Sweetie Belle smiles — really, deeply, truly smiles. People use that word a lot, for little twitches of the lips and rib-cracking laughter and everything in between, but this is what the word is meant for: something that starts in your chest and spreads through your body and pushes out onto your face because you can’t possibly keep it in any longer.

I was right about what I saw. There was a little part of her that wasn’t sure about this — that couldn’t stop thinking about how badly this went the last time — and I’m sure it was there before because it’s completely gone now. There’s nothing in her eyes now but trust, and confidence, and the kind of happiness that we haven’t made up a word strong enough for yet. 

And beneath all that, bubbling to the surface, swelling and surging and scorchingly hot…

“You’re adorable,” she murmurs, leaning up off the bed, pressing her lips to mine and holding them there until I kiss her back. Then she leans up a bit further, pecks me once on the neck, and squeezes me — with her hands, and her arms, and her silk-smooth thighs — as she whispers into my ear.

And I want to.”

I’m not completely sure what happens next, but I know for sure where I end up: flat on my back, Sweetie Belle straddling my waist and fiddling with a tiny zipper on the side of her dress that I hadn’t seen before.
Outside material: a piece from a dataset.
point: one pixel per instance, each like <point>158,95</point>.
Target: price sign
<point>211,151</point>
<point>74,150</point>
She gets it undone, and I see a flash of silvery fabric underneath it — and then I forget about it entirely, because she’s lifted both her arms and pulled her dress up and over her head and completely off with them.

She drops the dress in a bunched-up pile on the floor, next to where the broccoli bag fell at some point. Then she plants her hands on my chest, grinning down at me, almost every part of her bare and beautiful and bouncing slightly with each tiny twitch of her hips. She’s perfect. This is perfect. And what happens after that is…

Honestly? It’s not perfect. It’s actually kind of awkward, and I mess up a couple times, and once we almost eat absolute shit on the floor because twin beds are really not made for two people no matter how close they get to each other.

But we make it work. We do what we want. And all things considered, it’s still the best night of my entire life.